Think back to your high school days. Would you have taken an hour out of your day to tutor mentally-handicapped students in exchange for a one-hour credit?

At Farragut High School, and many other schools in Knox County, this is an option. Students can receive class credit as a peer tutor.

“I had friends who were really involved, so I signed up for the class,” said Danielle Burris, who is enrolled in the advanced peer tutor class at FHS. “Within a couple of days I knew that this was fun and I loved it.”

Although peer tutors enjoy taking a break from their academic load, the class does involve completing tests and writing papers, Burris said.

Peer tutors at FHS spend a one-hour block during their school day sitting with students and helping teachers, said Becky Comer.

She teaches a peer tutor class at FHS.

“It is the absolute heart of our program,” Comer said. “A lot of them [mentally-challenged students] are used to being sheltered, but this really opens up the world for them. Peers really take them under their wing and they do things normal teenagers do.”

Peer tutors spend the first few weeks of class reading text about different disabilities and performing activities that help them understand the students they are working with, Comer said.

Peer tutors are required to organize one outside activity for the class, Comer said.
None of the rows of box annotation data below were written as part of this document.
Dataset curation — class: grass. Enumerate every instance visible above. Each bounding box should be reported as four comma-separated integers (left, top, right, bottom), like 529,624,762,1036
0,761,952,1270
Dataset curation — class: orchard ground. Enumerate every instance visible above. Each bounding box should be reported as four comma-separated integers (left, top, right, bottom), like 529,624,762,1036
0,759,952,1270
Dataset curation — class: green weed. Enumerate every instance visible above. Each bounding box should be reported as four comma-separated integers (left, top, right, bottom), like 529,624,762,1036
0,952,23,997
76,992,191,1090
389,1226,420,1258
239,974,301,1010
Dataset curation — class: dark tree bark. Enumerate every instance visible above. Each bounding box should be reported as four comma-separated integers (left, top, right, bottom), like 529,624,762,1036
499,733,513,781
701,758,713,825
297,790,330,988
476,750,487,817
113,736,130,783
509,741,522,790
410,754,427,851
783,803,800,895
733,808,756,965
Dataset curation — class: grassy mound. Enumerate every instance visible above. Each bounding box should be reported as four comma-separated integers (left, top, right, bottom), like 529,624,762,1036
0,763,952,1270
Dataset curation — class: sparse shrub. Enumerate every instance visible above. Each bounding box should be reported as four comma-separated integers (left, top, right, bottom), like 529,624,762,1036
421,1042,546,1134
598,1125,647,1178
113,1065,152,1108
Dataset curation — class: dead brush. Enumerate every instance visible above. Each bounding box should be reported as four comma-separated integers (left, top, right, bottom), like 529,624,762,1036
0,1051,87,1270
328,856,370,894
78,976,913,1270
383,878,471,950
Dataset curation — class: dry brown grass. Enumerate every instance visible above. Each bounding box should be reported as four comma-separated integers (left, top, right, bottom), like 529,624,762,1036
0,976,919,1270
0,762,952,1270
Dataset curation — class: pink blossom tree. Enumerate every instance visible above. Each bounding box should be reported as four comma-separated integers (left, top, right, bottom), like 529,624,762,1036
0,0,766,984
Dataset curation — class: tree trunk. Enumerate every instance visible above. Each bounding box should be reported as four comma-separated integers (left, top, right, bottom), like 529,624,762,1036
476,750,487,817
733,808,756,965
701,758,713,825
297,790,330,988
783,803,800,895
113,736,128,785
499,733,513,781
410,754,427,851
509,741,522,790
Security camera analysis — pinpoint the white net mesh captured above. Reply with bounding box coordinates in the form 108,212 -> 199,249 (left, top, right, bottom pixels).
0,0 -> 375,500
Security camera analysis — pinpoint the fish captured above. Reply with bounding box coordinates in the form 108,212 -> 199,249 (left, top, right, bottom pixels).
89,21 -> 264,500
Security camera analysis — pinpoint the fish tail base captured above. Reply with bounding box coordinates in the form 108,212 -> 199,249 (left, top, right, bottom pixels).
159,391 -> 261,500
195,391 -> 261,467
Students taking the advanced class, offered after their first year, must schedule two activities for their class.

Students could choose to organize a party, plan a dinner at a restaurant or create an activity, Burris said.

Despite the papers and tests required, peer tutors enjoy the unique opportunity to work with the students.

“If you come [to class] and you’re not in a good mood you’ll leave here with a smile on your face,” Burris said.

Peer tutors learn how to interact with mentally-handicapped students, as well as how to handle outbursts or seizures, Comer said.

“It’s not for everyone, but those who do certainly have the heart for it,” Comer said. “A lot of our students go into special education; some who never would have considered it.”